Some of the best fruits and vegetables I have ever eaten have been here in Albania. Everything is seasonal so don’t look for strawberries in the fall or squash in the spring. Cabbage, potatoes, and other root vegetables are the winter staples with the summer months filled with figs, berries, and cherries. Throw in a few fruits whose names don’t translate into English and I don’t recognize, and shopping and eating produce is an adventure. Local fruit and vegetable markets are the life blood of Albania’s agricultural economy. Whether it be large centralized markets in the villages, towns, and cities, neighborhood groceries with bins overflowing with produce picked on farms that morning, or young boys and old women hawking their produce along the side of the road, it is virtually impossible to not find fresh fruits and vegetables whenever I go out to shop. (Ironically, the only places you aren’t guaranteed to find locally grown produce are in the large chain grocery stores. Our big three chains, Conad, Euromax, and Carrfour all important the majority of their produce from other parts of Europe).
|Produce for sale|
In Tirana, my favorite market is the Central Market. While it is open every day, weekend days find this market buzzing with vendors selling everything from olives and walnuts to potatoes, seasonal fruits and tobacco and everything in between. (For some reason there is also a large selection of remote controls being sold on one corner and cages filled with parakeets on another). Produce is sold under tents or out of store fronts with more permanent stores selling fresh fish, meats, cheeses, and byrek. The area is not blocked off from vehicular traffic (and even if it was that wouldn’t stop Albanian drivers) so it is a chaotic scene. I’ve found that most vendors are honest and will take the time to write out the cost of my purchases on a piece of paper. (I understand Albanian but numbers, especially those spoken quickly with a heavy accent continue to elude me). Not all do this however, and even more insist on charging items in “old Leke” a form of currency that hasn’t been used in Albania in decades. A 100 new Leke item (roughly $1 USD) would cost ten times as much when quoted in old Leke. Add to this the weights and measures scale system used by the real old timers and shopping at the market is sure to be an adventure. And that is why I love it.

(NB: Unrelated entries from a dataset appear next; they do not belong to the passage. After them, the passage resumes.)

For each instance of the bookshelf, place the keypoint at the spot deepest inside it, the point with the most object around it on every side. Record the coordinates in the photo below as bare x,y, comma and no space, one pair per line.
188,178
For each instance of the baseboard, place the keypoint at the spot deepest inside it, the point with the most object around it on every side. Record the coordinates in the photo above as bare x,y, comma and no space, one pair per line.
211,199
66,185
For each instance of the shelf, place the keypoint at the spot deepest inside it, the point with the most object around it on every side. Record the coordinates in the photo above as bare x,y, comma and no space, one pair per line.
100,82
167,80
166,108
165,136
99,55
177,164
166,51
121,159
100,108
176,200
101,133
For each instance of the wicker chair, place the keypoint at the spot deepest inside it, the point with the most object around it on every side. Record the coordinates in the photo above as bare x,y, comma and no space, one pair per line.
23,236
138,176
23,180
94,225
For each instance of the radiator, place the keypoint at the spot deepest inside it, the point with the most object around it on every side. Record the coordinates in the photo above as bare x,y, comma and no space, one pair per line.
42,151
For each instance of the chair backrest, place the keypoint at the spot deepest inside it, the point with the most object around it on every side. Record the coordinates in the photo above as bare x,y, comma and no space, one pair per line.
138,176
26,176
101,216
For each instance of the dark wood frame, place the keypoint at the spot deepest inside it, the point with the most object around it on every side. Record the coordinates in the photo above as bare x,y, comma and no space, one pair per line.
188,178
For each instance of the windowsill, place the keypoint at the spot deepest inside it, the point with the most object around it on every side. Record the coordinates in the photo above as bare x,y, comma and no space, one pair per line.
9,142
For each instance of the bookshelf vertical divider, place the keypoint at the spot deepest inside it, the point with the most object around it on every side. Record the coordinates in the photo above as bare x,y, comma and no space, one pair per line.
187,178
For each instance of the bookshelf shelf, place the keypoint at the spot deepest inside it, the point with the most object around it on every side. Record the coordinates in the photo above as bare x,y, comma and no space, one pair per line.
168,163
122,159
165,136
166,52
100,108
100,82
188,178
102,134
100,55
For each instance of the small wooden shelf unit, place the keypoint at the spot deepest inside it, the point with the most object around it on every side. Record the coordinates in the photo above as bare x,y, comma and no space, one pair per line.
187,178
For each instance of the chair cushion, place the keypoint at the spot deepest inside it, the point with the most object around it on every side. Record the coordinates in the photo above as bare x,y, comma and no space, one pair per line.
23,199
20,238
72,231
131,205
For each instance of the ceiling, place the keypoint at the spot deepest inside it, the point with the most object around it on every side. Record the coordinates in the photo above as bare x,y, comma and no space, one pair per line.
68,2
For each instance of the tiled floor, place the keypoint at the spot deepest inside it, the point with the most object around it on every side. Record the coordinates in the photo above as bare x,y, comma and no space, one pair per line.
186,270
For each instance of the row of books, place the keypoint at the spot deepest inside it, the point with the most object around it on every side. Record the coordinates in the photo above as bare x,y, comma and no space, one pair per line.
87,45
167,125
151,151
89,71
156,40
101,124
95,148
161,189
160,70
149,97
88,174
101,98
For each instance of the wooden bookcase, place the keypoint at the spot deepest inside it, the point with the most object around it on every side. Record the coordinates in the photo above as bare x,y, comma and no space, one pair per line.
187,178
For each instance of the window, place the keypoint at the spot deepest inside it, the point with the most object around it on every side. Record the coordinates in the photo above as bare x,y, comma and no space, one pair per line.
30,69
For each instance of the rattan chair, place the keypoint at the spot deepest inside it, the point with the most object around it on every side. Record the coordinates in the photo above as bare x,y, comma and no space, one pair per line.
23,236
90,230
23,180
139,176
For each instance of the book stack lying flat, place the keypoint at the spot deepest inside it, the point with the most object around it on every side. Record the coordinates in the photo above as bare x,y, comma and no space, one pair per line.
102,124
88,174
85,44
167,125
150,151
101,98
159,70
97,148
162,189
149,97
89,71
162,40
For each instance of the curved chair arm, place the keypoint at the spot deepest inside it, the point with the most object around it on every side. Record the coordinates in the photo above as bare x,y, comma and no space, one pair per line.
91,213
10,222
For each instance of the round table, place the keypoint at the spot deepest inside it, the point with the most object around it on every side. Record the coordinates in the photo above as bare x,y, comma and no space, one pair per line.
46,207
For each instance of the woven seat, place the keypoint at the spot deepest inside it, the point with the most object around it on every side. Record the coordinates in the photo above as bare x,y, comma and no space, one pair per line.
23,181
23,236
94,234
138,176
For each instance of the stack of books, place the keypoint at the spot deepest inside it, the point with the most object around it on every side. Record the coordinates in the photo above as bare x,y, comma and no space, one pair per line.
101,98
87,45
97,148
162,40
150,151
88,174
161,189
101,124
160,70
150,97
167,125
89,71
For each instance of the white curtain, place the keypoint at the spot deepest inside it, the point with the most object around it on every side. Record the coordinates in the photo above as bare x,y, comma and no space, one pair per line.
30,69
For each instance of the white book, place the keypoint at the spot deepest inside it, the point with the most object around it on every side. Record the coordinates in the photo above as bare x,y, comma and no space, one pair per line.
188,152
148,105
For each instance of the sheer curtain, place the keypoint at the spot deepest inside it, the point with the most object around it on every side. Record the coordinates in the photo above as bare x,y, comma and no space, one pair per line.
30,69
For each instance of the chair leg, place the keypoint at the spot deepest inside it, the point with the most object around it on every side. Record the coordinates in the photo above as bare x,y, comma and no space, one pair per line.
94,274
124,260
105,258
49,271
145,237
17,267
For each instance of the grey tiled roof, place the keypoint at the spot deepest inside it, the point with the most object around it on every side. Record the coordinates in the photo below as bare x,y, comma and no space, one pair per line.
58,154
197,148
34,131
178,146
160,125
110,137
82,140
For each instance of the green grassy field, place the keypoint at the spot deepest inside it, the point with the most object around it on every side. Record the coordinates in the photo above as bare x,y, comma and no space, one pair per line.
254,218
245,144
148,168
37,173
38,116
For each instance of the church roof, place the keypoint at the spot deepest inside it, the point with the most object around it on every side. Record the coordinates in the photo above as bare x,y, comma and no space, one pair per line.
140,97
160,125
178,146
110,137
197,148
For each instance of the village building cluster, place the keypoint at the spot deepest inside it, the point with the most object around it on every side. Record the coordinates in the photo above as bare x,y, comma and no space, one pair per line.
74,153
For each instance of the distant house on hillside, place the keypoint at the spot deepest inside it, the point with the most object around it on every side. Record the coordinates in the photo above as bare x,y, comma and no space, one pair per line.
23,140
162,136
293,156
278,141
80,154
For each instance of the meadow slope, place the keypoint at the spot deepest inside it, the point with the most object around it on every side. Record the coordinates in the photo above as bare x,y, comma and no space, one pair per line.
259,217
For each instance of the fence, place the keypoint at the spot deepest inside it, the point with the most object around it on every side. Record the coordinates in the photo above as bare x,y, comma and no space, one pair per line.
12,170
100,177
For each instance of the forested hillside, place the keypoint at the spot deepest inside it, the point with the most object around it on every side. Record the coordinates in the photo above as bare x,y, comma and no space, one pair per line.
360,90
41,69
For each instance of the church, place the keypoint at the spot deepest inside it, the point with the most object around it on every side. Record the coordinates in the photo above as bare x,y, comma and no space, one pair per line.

|Cabbages, olives, and melons|
Because parking is such a nightmare in the area (and no, we don’t drive our car into the actual market area), we usually avoid shopping there on Saturdays. This past weekend we braved the crowds and I am so glad we did. Early October seems to be peak harvest season and the market was overflowing with fresh produce. Last winter I had a conversation with an Albanian about curing my own olives. He assured me it was easy so when I spotted buckets of the fresh green fruit, I quickly bought more than enough for me to start my latest culinary experiment. Intrigued by an article on I read recently about persimmons, I also bought a bagful of them. Spotting two squashes that looked suspiciously like the elusive pumpkins I have yet to find in Albania, I bought them as well. (Time will tell what vegetable they actually are). And of course I bought the old standbys of apples, grapes, and lemons.
All of this fruit made for a long afternoon of preparations at home (as a precautionary measure, I soak all fruits and vegetables in a diluted bleach and water solution). Combined with the salmon steaks and fresh calamari I purchased from a fish monger, we certainly ate well this weekend.